What this new budget is doing is shifting NASA away from their traditional role as gatekeepers to the stars and continuing in a fashion that lets everybody pursue their dreams. NASA will continue with an increased budget, while forcibly removing some of the fat such as the Constellation and Ares programs, the epitome of big-project wasteful spending. NASA will return more to research while opening the doors for other companies to start opening up space. That’s right, this budget is probably one of the biggest steps towards a privatized space-sector the US has made in decades.

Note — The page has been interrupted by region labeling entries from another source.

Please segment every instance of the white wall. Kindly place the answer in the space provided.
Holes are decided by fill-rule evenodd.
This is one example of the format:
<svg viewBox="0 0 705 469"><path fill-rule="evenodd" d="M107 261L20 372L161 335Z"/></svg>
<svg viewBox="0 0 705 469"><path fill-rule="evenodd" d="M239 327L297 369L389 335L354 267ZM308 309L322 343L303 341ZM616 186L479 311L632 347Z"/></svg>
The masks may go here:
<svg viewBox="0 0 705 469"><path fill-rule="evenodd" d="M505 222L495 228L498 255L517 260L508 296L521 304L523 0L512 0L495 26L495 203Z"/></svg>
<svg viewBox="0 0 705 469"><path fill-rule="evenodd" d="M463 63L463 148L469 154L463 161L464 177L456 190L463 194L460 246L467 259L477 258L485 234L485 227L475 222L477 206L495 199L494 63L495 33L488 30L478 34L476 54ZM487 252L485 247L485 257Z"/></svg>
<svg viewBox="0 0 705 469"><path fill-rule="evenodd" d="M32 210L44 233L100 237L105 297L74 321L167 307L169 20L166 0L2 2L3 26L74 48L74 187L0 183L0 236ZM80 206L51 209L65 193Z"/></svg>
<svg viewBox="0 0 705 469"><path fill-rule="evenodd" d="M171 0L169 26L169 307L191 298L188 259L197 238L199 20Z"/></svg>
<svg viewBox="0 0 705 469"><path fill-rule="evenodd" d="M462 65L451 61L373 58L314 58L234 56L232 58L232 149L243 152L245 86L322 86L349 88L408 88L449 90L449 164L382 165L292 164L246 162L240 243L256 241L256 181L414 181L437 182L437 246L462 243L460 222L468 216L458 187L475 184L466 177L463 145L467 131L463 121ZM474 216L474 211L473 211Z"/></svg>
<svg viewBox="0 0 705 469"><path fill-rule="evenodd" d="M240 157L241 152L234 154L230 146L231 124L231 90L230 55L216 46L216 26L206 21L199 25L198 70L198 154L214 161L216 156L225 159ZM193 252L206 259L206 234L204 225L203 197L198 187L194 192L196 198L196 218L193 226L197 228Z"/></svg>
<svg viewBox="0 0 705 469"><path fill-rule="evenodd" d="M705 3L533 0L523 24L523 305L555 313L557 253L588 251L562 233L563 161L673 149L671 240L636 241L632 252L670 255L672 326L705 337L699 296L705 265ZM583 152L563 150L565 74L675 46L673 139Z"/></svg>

That’s big. NASA has spent the past 40 years building giant, conservative, spacecraft, engineering perfection out of them. To their credit, they have succeeded beyond belief. Though these numbers are for all space travel (including Russia), as of September 2009, there had been 505 people in space with only 18th deaths. A 4% chance of death to fly into, live in and work in the single most inhospitable place in the universe for a human? I’ll take it. Whenever it is the public funding potentially hazardous work there is huge outcry if an individual dies, so NASA engineers work their hardest to keep everybody involved alive. This is a huge shift from the Age of Exploration and Discovery when sailors set out from Europe and their loved ones basically expected them to die. Can you imagine anyone in America allowing a program where people are basically expected to die?
Thankfully, all of this conservatism and locked-door approach has been a great breeding ground for the new age this budget proposes. Commercial space companies have troves of information about how to keep people alive in space before they even send people up! Except unlike NASA, these companies will be able to take this technology, mass produce it, make it affordable (relatively), while still keeping people alive (hopefully). A truly new age of space travel is hopefully beginning.
Thanks Jon for the reaffirmation of space exploration. It makes me proud. Love you.
Heyyyy Jon!
I read this article in Popular Science at the gym a few days ago…
http://www.popsci.com/technology/article/2009-12/space-inc
It’s really sad to see the shuttle program cut, and it sounds like expectations for commercial shuttles are a little too optimistic.